KubeCon EU - 2016 - London, short review #kubecon #kubernetes
I fell in love with Kubernetes, a year ago, during a day job research initiative around containers, micro-services, orchestra-tors and platforms as a service frameworks. I'm not a sysadmin, neither an OPs guy, I am a developer. I like to write code, design software, improve them, refactor them, re-architecting them. From the developer's perspective kubernetes is eventually the right technology (IMHO) to abstract many of the challenges of a micro-services based architecture, at the same time is easy to learn at least it's main idea's- without being sysAdmin Hulk. Last summer, when the first KubeCon tool place in California, I was telling to my self Man I wish I was there, it would be great to be in a conference for a technology that is in it's infancy and is picking up'. A few months later, KubeCon EU is announced and I registered no matter what.
A few months forward, I am sitting happy enough on a big room, along with other Kube-nauts, waiting for the keynote talk by Kelsey Hightower, who I was very happy to meet in person and ask about the latest details of his book, which I've done a early review a couple of months ago. By the way he is a great presenter, fun to watch and very honest towards the maturity and simplicity of Kubernetes. I really liked statements like the following from his talk - which show that the people behind pushing kubernetes are pragmatists and not unicorn riders!
It happens that KubeCon 2016, happened in a very intense period of my life, it was only 10 days that I have fully relocated to London, so everything was so _new?maybe.
Due to my developer background, I was mostly interested on use cases talks, rather than specific technical updates on the framework, which anyway I follow on the github page and the relevant slack channel.
I have to note that, the introduction of Ingres, Deployments and deamon sets, were very nice addition to the recent versions - and they are going to simplify the workload of many teams embracing kubernetes. My favorite part of Kubernetes is anyway the combination of Services/ Replication Controllers and load balancers (ingres) and how I can apply it on top of any legacy
- statically design deployment.
It was more than obvious, that Kubernetes is picking up on adoption in various and different organizations, we saw examples from the New York Times, the Met Office Informatics Lab and the UK home Office (which by the way has a very impressive github page). Of course we had talks from RedHat which is already embracing Kubernetes through OpenShift.
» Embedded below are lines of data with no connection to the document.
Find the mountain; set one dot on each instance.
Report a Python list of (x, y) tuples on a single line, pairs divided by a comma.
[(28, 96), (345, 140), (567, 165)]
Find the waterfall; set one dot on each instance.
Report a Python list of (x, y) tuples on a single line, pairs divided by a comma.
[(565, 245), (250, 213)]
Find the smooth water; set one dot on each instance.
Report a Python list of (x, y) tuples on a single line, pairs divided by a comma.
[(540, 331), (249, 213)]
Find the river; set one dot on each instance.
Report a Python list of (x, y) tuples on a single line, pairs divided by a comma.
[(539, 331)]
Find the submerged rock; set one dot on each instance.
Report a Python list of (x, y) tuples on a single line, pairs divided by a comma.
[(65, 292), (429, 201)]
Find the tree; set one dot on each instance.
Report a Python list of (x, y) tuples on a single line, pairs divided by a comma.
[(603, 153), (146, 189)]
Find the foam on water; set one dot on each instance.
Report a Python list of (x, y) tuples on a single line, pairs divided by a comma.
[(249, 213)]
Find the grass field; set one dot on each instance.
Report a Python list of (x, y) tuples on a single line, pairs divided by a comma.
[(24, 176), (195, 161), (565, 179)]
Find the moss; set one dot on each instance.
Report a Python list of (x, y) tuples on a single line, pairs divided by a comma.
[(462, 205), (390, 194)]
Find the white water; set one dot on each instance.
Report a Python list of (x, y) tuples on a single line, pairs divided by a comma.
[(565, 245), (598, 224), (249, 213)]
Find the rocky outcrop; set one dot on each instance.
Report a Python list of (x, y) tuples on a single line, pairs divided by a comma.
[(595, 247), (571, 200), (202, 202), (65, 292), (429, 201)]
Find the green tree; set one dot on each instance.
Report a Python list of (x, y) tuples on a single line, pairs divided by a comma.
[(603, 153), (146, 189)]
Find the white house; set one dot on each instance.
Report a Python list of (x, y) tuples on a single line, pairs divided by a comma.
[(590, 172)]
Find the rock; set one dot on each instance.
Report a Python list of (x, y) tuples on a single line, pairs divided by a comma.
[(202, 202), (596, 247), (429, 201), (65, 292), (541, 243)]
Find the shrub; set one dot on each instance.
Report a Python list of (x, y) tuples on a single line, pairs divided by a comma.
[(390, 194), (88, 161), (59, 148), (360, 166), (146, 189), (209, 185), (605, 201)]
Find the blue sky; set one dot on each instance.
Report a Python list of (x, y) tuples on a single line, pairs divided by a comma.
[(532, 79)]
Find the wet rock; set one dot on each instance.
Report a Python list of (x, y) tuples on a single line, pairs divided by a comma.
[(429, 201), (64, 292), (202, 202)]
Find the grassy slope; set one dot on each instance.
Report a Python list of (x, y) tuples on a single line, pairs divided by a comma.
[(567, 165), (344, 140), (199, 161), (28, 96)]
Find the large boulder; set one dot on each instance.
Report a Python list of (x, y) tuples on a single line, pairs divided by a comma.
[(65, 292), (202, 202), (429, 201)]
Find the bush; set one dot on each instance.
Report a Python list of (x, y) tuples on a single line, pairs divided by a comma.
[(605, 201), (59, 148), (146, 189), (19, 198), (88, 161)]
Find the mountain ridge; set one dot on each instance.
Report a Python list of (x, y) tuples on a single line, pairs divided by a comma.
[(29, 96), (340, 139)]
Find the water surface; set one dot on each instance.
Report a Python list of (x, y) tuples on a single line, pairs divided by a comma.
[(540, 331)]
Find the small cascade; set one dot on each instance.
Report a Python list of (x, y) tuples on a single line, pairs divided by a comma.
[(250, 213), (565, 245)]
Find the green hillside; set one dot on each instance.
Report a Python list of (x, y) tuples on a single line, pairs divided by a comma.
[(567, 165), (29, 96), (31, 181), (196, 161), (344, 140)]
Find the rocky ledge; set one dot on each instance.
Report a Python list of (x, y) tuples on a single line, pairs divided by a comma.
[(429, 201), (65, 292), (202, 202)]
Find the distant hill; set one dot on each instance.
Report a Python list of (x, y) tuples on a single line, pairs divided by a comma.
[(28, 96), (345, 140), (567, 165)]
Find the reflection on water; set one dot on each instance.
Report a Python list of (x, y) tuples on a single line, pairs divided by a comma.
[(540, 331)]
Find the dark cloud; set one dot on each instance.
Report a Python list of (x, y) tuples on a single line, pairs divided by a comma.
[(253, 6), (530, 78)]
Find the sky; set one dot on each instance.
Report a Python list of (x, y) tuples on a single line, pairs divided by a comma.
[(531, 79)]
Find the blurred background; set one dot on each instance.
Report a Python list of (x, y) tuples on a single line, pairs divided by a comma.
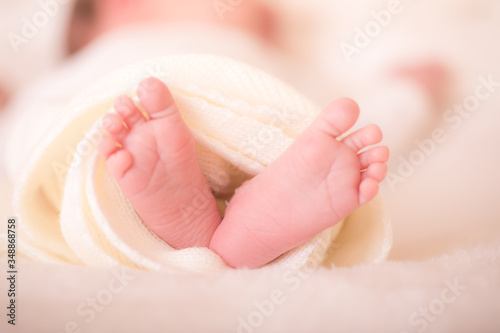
[(428, 72)]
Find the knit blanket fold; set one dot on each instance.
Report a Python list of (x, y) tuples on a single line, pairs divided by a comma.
[(242, 119)]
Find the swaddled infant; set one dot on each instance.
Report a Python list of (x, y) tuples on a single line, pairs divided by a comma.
[(317, 182), (150, 152)]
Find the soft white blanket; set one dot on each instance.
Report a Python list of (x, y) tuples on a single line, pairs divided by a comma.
[(72, 211), (458, 293)]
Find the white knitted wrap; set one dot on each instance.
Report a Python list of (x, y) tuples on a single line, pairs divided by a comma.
[(72, 211)]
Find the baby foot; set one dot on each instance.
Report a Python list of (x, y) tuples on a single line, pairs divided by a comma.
[(315, 184), (156, 167)]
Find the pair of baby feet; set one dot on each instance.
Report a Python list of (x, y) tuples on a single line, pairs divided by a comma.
[(317, 182)]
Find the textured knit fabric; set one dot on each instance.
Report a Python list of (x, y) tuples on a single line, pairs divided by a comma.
[(242, 119)]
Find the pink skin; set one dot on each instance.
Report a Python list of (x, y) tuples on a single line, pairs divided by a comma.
[(315, 184)]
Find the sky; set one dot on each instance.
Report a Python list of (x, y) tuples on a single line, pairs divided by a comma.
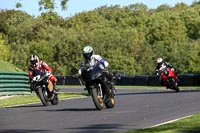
[(76, 6)]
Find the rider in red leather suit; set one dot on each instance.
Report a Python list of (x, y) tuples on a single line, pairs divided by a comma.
[(42, 66)]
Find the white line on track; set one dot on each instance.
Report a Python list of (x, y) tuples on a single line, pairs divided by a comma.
[(170, 121)]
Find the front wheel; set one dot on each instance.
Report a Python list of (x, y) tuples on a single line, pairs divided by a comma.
[(97, 96), (43, 95), (55, 100), (174, 85), (111, 101)]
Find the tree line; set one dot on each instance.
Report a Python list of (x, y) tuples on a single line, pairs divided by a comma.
[(130, 38)]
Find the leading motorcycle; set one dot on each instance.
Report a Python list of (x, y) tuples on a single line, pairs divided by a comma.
[(97, 79), (169, 78), (43, 87)]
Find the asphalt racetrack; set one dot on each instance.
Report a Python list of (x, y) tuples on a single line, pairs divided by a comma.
[(134, 109)]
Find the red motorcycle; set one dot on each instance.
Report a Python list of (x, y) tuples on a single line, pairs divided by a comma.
[(169, 78)]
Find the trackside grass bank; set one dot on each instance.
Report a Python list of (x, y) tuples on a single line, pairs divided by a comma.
[(186, 125)]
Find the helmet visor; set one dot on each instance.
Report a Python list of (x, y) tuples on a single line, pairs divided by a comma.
[(34, 63), (87, 56)]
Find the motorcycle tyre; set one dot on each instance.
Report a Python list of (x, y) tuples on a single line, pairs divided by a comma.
[(175, 85), (55, 100), (98, 101), (43, 99), (110, 103)]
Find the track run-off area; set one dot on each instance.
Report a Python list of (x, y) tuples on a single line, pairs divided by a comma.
[(134, 109)]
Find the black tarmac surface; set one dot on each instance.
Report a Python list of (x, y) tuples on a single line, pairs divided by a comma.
[(134, 109)]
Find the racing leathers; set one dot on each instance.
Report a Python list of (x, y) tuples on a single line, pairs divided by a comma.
[(91, 62), (42, 66)]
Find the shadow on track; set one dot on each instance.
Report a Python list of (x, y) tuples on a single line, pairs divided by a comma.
[(22, 131), (144, 92), (27, 106), (99, 128), (74, 109)]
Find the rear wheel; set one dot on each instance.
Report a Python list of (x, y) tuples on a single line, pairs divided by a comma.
[(97, 96)]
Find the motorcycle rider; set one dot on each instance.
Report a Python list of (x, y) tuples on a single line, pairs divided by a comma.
[(90, 59), (160, 63), (35, 63)]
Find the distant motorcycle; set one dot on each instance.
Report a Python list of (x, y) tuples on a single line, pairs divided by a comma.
[(41, 86), (97, 79), (169, 78)]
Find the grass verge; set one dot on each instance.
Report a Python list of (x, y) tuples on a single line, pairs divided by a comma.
[(27, 99), (186, 125)]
I think it is matter of time, that we are going to see even more examples in future kubecons and then the use cases track is going to be even bigger.
Kubernetes is eventually picking up in the local scene as well, and my bet is that in a year or so the examples and demand for related skills is going to be higher, I kind of did my own research while job searching here in the UK, and in many companies still the idea of orhecstrators or Platforms as a Service is just an idea, or a research initiative, while many companies still evaluate containers, micro-service based solutions or they live happy enough leveraging Amazon services :).
The event planning and execution was very nice, so congrats to the conference organizers. The premises of CodeNode in London were more than sufficient for that amount of people and the number of sessions. Maybe as a proposal for future KubeCons in the future is to consider adding some live streams? Also, I would love to see more sessions on use cases but with real code and examples on the specifics of the deployments. In some cases I can understand that this was not possible, for example use cases like the UK home office, could not easily provide specific details. In some other cases a more technical oriented session would be even more useful.
Last but not least, finally I got to get a proper Kubernetes sticker for my laptop! Yaay! So go Kube and I trully hope that soon enough I will be able to see kubernetes in my day to day work or projects.